Conversions in Futuna

Bishop Pompallier sent Frs. Catherin Servant, François Roulleaux-Dubignon and Br. Marie Nizier to return to the Island. They arrived on 9 June 1842. Eventually, most on the island converted to Catholicism. Musumusu himself converted and, as he lay dying, expressed the desire that he be buried outside the church at Poi, so that those who came to revere Peter Chanel in the Church would walk over his grave to get to it.

As a kind of penitence, a special action song and dance, known as the eke, was created by the people of Futuna shortly after Chanel's death. The dance is still performed in Tonga.

Veneration

Chanel was declared a martyr and beatified in 1889.[6] He was canonized on 12 June 1954 by Pope Pius XII.[2] St Peter Chanel is recognized as the protomartyr and Patron Saint of Oceania.[6] His feast day is 28 April.

Legacy

Marist priests and brothers working in Oceania cover a territory as big as Western Europe. The area includes six independent nations, and two French territories. The Marist Oceania province is the largest in the Society of Mary.[2]

Fact and fiction

In an effort to make his life more attractive, more heroic-sounding, some early accounts of his life on Futuna tended to be somewhat fanciful to fill out a biography which inevitably had to be rather slim.
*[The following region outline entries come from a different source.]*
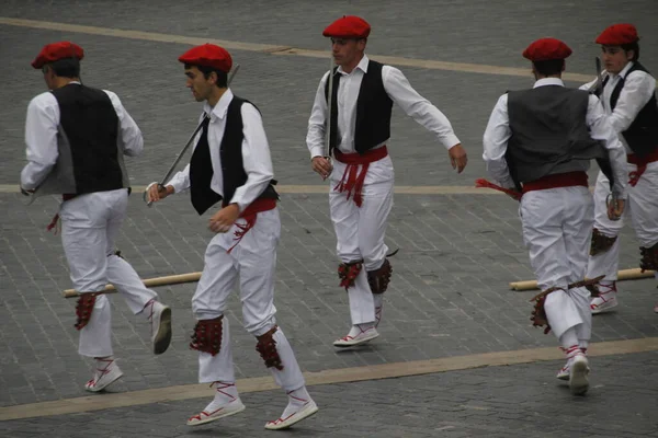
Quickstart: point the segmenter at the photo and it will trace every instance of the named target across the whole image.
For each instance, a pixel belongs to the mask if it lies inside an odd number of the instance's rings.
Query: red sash
[[[256,218],[258,217],[259,212],[273,210],[274,208],[276,208],[276,199],[265,198],[256,199],[249,205],[249,207],[245,208],[245,211],[242,211],[239,217],[245,219],[247,223],[236,223],[236,227],[238,227],[238,230],[236,230],[236,232],[234,233],[234,235],[236,237],[234,241],[236,243],[234,243],[234,245],[227,252],[230,254],[232,249],[236,247],[238,243],[240,243],[245,234],[247,234],[249,230],[253,228],[253,226],[256,224]]]
[[[649,153],[648,155],[642,159],[635,153],[628,153],[626,155],[626,161],[637,166],[636,171],[633,171],[628,174],[628,184],[635,187],[642,174],[645,173],[645,171],[647,170],[647,164],[658,161],[658,148],[656,148],[654,152]]]
[[[338,149],[333,149],[336,160],[347,164],[340,183],[333,189],[339,193],[347,192],[348,199],[352,196],[354,204],[361,207],[361,204],[363,204],[363,182],[365,181],[370,163],[379,161],[387,155],[388,149],[386,149],[386,145],[377,149],[371,149],[364,154],[343,153]],[[360,165],[361,172],[359,172]]]

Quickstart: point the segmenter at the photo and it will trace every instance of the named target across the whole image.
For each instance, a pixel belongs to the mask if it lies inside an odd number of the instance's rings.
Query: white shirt
[[[356,126],[356,99],[361,89],[363,76],[367,72],[367,56],[350,72],[338,68],[341,74],[338,85],[338,141],[337,146],[341,152],[352,153],[354,149],[354,130]],[[306,135],[306,146],[310,151],[310,158],[322,157],[325,154],[325,132],[327,125],[327,99],[325,97],[325,84],[329,71],[320,80],[316,99],[310,111],[308,119],[308,134]],[[427,99],[418,94],[411,88],[409,81],[400,70],[395,67],[384,66],[382,68],[382,80],[384,90],[390,100],[397,103],[400,108],[410,117],[428,130],[434,132],[439,141],[450,149],[460,143],[455,136],[452,125],[445,115],[439,111]]]
[[[603,70],[601,73],[603,76],[603,80],[605,77],[610,78],[603,88],[601,102],[605,108],[605,114],[609,115],[613,129],[617,134],[628,129],[633,120],[635,120],[635,117],[637,117],[639,111],[644,108],[644,106],[647,104],[647,102],[649,102],[656,92],[656,79],[654,79],[650,74],[639,70],[635,70],[628,74],[628,70],[631,70],[632,67],[633,62],[628,62],[619,74],[609,73],[605,70]],[[620,93],[616,105],[614,106],[614,111],[612,111],[610,105],[610,96],[612,95],[612,92],[620,82],[621,78],[624,78],[624,88],[622,88],[622,92]],[[593,81],[580,87],[580,89],[589,90],[595,82],[597,80],[594,79]],[[620,140],[626,148],[626,152],[631,153],[631,148],[628,148],[624,136],[620,136]]]
[[[198,122],[201,123],[205,114],[211,115],[211,122],[208,124],[208,147],[211,149],[211,161],[213,163],[211,188],[220,196],[224,196],[224,180],[222,173],[222,160],[219,158],[219,147],[222,145],[222,139],[224,138],[224,129],[226,128],[228,104],[232,99],[232,92],[230,89],[227,89],[214,108],[211,107],[207,102],[204,104],[204,114],[198,118]],[[259,111],[256,106],[245,103],[241,107],[241,114],[243,125],[242,134],[245,135],[245,139],[242,140],[242,164],[245,173],[247,173],[247,182],[245,185],[238,187],[234,197],[228,200],[228,204],[238,204],[240,211],[245,210],[249,204],[258,198],[274,177],[272,159],[270,158],[270,146]],[[196,148],[200,138],[201,131],[194,139],[194,148]],[[190,188],[190,164],[173,175],[167,185],[173,186],[175,193]]]
[[[536,81],[533,88],[545,85],[564,87],[564,83],[561,79],[558,78],[545,78]],[[593,94],[590,94],[589,96],[586,123],[590,128],[590,136],[594,140],[603,140],[614,172],[614,193],[620,199],[624,199],[628,181],[624,147],[620,142],[612,125],[609,123],[601,102]],[[498,99],[498,102],[491,112],[491,116],[489,117],[487,129],[485,130],[483,139],[485,151],[483,153],[483,159],[485,160],[487,171],[491,175],[491,178],[506,188],[514,187],[512,176],[510,175],[504,159],[508,140],[511,136],[512,130],[510,129],[510,118],[508,114],[508,95],[503,94]]]
[[[73,81],[66,87],[80,85]],[[141,153],[144,139],[141,131],[123,107],[120,99],[111,91],[103,90],[112,101],[121,124],[121,139],[124,154],[135,157]],[[46,178],[59,157],[57,131],[59,127],[59,104],[53,93],[45,92],[35,96],[27,105],[25,120],[25,143],[27,164],[21,172],[21,187],[35,189]]]

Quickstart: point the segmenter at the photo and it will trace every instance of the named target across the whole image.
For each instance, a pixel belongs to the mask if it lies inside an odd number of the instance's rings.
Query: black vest
[[[649,71],[637,61],[635,61],[628,69],[626,77],[634,71],[644,71],[645,73],[650,74]],[[610,77],[606,77],[603,80],[603,87],[601,87],[601,90],[597,93],[599,97],[601,97],[600,94],[603,92],[603,88],[605,88],[605,84],[609,80]],[[614,110],[616,106],[623,88],[624,78],[620,78],[617,84],[612,91],[612,94],[610,95],[611,110]],[[624,139],[628,143],[631,150],[639,158],[649,154],[656,148],[658,148],[658,102],[656,101],[655,93],[651,95],[651,99],[649,99],[649,102],[647,102],[639,113],[637,113],[637,116],[631,126],[628,126],[628,129],[623,131],[622,135],[624,136]]]
[[[251,104],[251,102],[234,95],[226,112],[226,127],[224,128],[222,143],[219,145],[224,196],[208,196],[200,215],[203,215],[203,212],[222,199],[224,199],[224,205],[227,205],[232,199],[236,189],[247,183],[247,172],[245,172],[245,164],[242,162],[242,140],[245,140],[245,132],[241,107],[243,103]],[[256,107],[256,105],[253,106]],[[274,189],[274,185],[276,185],[276,180],[272,180],[258,198],[279,199],[279,194]]]
[[[84,194],[125,187],[117,147],[118,116],[102,90],[69,84],[52,91],[59,106],[60,160],[72,168],[66,193]],[[69,162],[70,160],[70,162]]]
[[[587,171],[606,157],[587,126],[589,93],[559,85],[508,93],[512,136],[506,159],[519,186],[546,175]]]
[[[367,72],[363,76],[359,96],[356,99],[356,125],[354,132],[354,149],[363,154],[377,145],[390,138],[390,114],[393,101],[384,89],[382,79],[383,64],[368,60]],[[329,148],[331,151],[338,145],[338,87],[341,74],[338,67],[332,71],[333,90],[331,95],[331,117],[329,122]],[[329,96],[329,78],[325,84],[325,99]]]

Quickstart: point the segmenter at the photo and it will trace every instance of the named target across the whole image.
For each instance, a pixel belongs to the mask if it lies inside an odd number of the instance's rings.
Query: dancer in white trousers
[[[561,81],[571,49],[558,39],[532,43],[523,56],[536,82],[530,90],[503,94],[484,136],[484,160],[492,178],[522,193],[519,216],[530,262],[543,293],[534,325],[553,330],[567,356],[574,394],[585,394],[591,336],[590,292],[585,278],[593,221],[586,171],[590,159],[608,157],[614,172],[609,214],[622,214],[627,172],[624,151],[599,100],[566,89]],[[601,146],[601,141],[604,148]]]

The rigorous scrutiny demanded by Chanel's Beatification as a martyr in 1889, and even more by his canonization in 1954, sifted out some exaggerations and embellished piety. Two of the three notebooks containing his Futuna diary survived, and these provide a solid reference point in assessing his character as a missionary.[7] It is equally regrettable that many of the errors made in earlier biographies abound and can be found on websites elsewhere. Mistakes in geography including statements that Chanel went to the New Hebrides (Vanuatu) or that Futuna is part of that island group are also frequent. (In fact there is another island as part of the Vanuatu group called Futuna but the two islands should not be confused.)